Morakabian also cites the Texas Supreme Court's decision in JCB for the proposition that the Report improperly interpreted the plain meaning of Section 542A.007. He argues that, because Section 542A.007 lacks the word “unpaid,” under JCB the Court should assume that the “claim under the insurance policy” language invariably refers to insurance claims paid or unpaid. Not so. Rather, the court in JCB held that because the Sales Representative Act included the word “unpaid,” based on its plain text, it necessarily did not apply to commissions that had already been paid. JCB, 597 S.W.3d at 488. But here, Section 542A.007 includes neither the term “paid” or “unpaid” regarding the “claim under the insurance policy.” Thus, JCB does not change the Court's analysis.
iii. Policy objection
Finally, Morakabian contends that, under the Report's interpretation of Section 542A.007, “an insurer who pays the award without also paying interest could use Section 542A.007 to avoid paying attorneys' fees under the TPPCA because interest awarded in a judgment would not fall under the umbrella of Section 542A.007(a)(3)(A).” (Dkt. #68 at 10) (emphasis in original). In Morakabian's view, this “cannot possibly be the result that the Legislature intended.” (Dkt. #68 at 10) (emphasis in original).

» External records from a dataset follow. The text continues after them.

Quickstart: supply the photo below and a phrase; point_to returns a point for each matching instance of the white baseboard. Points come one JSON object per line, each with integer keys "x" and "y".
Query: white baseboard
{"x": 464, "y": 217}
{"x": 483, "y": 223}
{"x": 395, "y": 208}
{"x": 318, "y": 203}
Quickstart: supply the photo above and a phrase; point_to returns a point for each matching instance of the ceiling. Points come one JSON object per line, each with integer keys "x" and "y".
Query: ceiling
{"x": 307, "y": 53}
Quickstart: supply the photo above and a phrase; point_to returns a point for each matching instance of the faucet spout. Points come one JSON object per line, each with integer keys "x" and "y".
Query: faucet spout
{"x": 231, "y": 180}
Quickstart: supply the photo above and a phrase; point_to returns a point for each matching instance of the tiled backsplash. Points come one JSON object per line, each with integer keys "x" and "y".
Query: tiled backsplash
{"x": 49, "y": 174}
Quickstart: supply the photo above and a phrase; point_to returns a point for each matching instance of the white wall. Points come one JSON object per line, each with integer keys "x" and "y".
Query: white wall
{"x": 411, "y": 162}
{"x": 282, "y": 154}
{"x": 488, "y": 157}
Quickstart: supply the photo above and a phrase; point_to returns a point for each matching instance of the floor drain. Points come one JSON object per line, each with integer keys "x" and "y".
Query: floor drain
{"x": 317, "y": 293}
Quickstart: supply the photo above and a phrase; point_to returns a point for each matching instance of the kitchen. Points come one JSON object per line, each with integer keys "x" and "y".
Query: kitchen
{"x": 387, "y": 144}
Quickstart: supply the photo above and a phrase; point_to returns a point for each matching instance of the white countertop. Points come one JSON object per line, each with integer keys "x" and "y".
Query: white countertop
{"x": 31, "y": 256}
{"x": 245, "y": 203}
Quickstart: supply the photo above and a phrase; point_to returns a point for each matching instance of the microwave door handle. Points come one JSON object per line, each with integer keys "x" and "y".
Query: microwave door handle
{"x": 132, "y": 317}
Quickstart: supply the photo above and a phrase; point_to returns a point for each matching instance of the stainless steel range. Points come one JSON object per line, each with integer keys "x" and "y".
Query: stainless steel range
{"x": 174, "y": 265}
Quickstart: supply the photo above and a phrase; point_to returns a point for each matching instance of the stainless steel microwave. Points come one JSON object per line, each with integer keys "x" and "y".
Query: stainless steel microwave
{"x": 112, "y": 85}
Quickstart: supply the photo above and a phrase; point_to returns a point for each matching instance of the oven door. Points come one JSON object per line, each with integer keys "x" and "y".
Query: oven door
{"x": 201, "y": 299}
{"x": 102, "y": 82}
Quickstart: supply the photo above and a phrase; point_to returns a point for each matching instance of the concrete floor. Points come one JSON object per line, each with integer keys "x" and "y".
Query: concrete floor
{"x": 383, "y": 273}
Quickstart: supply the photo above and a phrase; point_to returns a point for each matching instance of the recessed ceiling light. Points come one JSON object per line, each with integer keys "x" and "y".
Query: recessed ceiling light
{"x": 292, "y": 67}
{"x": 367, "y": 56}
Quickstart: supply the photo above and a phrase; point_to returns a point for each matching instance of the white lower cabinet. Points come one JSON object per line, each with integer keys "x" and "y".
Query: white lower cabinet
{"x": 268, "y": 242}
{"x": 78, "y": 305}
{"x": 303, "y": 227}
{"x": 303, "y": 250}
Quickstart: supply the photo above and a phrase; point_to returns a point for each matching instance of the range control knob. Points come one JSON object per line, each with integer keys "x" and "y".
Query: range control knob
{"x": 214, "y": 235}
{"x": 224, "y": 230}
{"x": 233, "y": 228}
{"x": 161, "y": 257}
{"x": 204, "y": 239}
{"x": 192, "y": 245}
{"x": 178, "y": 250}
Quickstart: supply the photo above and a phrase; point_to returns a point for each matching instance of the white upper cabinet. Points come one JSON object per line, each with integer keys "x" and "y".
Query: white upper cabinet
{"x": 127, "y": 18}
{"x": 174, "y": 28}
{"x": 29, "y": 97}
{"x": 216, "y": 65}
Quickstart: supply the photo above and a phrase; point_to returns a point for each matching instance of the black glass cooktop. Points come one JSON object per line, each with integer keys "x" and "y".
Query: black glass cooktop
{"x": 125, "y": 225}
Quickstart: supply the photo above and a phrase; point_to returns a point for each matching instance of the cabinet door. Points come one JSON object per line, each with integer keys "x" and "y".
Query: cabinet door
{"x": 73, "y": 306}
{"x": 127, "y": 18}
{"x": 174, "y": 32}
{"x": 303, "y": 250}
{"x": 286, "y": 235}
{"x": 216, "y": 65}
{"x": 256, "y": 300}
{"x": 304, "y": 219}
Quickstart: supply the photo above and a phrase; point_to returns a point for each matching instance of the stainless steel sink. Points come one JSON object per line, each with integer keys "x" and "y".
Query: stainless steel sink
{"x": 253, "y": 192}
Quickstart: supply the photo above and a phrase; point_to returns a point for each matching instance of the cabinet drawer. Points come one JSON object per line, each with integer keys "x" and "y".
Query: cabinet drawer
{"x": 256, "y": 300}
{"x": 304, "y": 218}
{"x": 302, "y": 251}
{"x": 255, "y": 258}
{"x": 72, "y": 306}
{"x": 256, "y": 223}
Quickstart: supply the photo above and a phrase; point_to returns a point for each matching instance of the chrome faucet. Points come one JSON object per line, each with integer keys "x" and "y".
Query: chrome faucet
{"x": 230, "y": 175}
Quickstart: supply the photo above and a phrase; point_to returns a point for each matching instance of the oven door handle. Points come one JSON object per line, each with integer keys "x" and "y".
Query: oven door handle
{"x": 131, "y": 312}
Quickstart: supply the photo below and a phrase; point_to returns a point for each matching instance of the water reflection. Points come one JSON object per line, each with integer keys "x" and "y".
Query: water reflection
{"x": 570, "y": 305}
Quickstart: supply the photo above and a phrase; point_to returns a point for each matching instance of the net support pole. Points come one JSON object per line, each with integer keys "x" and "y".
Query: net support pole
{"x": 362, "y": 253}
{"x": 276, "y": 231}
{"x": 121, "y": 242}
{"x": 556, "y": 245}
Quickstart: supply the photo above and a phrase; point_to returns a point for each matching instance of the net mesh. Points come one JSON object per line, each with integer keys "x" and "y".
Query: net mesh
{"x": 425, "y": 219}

Morakabian's policy pitch urges the Court to ignore the plain text of Section 542A.007 in favor of a construction that, while departing from the text, would embrace Morakabian's vision of the Texas Legislature's actual intent. Of course, doing so would involve this Court taking up the “legislative pen” to effectively rewrite Texas statutory law. The Court rejects Morakabian's invitation. Consistent with the guidance of the Texas Supreme Court, this Court must interpret and enforce the unambiguous provisions of Section 542A.007 as written. In re Allen, 366 S.W.3d at 708 (“[T]he Court must adopt the interpretation of the statute that is most faithful to its text.” (quoting Harbison v. Bell, 556 U.S. 180, 199, 129 S.Ct. 1481, 173 L.Ed.2d 347 (2009) (Thomas, J., concurring))).
C. Morakabian's Third, Fourth, Fifth, and Sixth Objections
Morakabian's third, fourth, fifth, and sixth objections all relate back to his first two objections. Specifically, Morakabian objects to the Report's conclusion that (1) Morakabian is not entitled to statutory interest under the TPPCA due to Allstate's $4,699.00 payment, (2) Morakabian is entitled to $0 judgment resulting in no attorney's fees due to Allstate's payment of the full appraisal award, and (3) Allstate's summary-judgment motion should be granted. For the reasons stated above, these objections are overruled.
IV. Conclusion
Based on the foregoing reasons, the Court concludes that Plaintiff's Objections to the Report and Recommendation of United States Magistrate Judge, (Dkt. #68), are OVERRULED. It is therefore ORDERED that Allstate's Motion for Summary Judgment, (Dkt. #32), is GRANTED.
The Court will enter a final judgment by separate order.